While Tonopah Solar was cautious about giving a final number for full-time jobs since the plant is still under construction, a 2009 Plan of Development written by the company estimates 40-50 full-time jobs at the plant following its completion.
Feds fast track renewable-energy project, block oil development
Sen. Reid’s report, titled “Playing to Win in Clean Energy,” outlines an expedited permitting process for clean-energy plants developed in 2009 by Sen. Reid and Interior Secretary Ken Salazar.
Since 2009, the BLM has fast-tracked 13 renewable-energy projects in Nevada: four solar, one wind and eight geothermal projects.
Salazar, in a July 24 conference call with reporters, touted the fast-track process and announced the BLM had “identified” 17 zones across six Western states, including Nevada, for future solar-energy development.
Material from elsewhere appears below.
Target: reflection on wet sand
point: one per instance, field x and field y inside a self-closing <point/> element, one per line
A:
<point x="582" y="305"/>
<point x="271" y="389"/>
“We stand at a proud moment in American history,” said Salazar. “There was nothing happening in renewable energy before January 20, 2009, and now we’ve provided a roadmap for solar energy and increased our efforts to make smarter, faster permitting so solar developers win.”
Although loans and fast-tracked permitting increased under the Obama administration, the solar-energy loan guarantee programs were included in the Energy Policy Act of 2005 passed during the Bush administration. The 2005 Act laid the groundwork for failed subsidized solar manufacturers like Solyndra and the recently closed Amonix plant in North Las Vegas.
In contrast, Salazar and the Obama administration have worked to stall leasing on federal lands containing oil shale, even though experts estimate the United States’ oil shale deposits contain up to five times the amount of the oil reserves found in Saudi Arabia.
Paying twice: Subsidies lead to higher energy prices
In Nevada, consumer energy rates climb higher and higher. According to the Energy Information Administration (EIA), Nevada now has the highest residential electricity rates in the Intermountain West region.
Moreover, so long as present government policies — such as the state’s Renewable Portfolio Standard — remain in place, rates will continue upward.
While Sen. Reid helped Salazar fast-track government-approved renewable projects in 2009, he also used his influence as Senate majority leader to delay and ultimately kill a coal power plant planned for White Pine County.
Coal-powered plants produce electricity at a much lower price than do renewable-powered plants, according to the EIA and NV Energy.
Currently, NV Energy pays 3 to 5 cents per kilowatt-hour for natural gas and coal-fueled power, 8 to 10 cents per kWh for geothermal energy and for wind energy and 11 to 13 cents per kWh for solar photovoltaic energy. Wind and solar photovoltaic energy also require backup power for “intermittency issues.”
The higher costs from renewable-energy production are passed on to Nevada ratepayers in the form of residential electricity rates that are 26 percent higher than those of other Intermountain West states and 7 percent higher than the national average, says the EIA.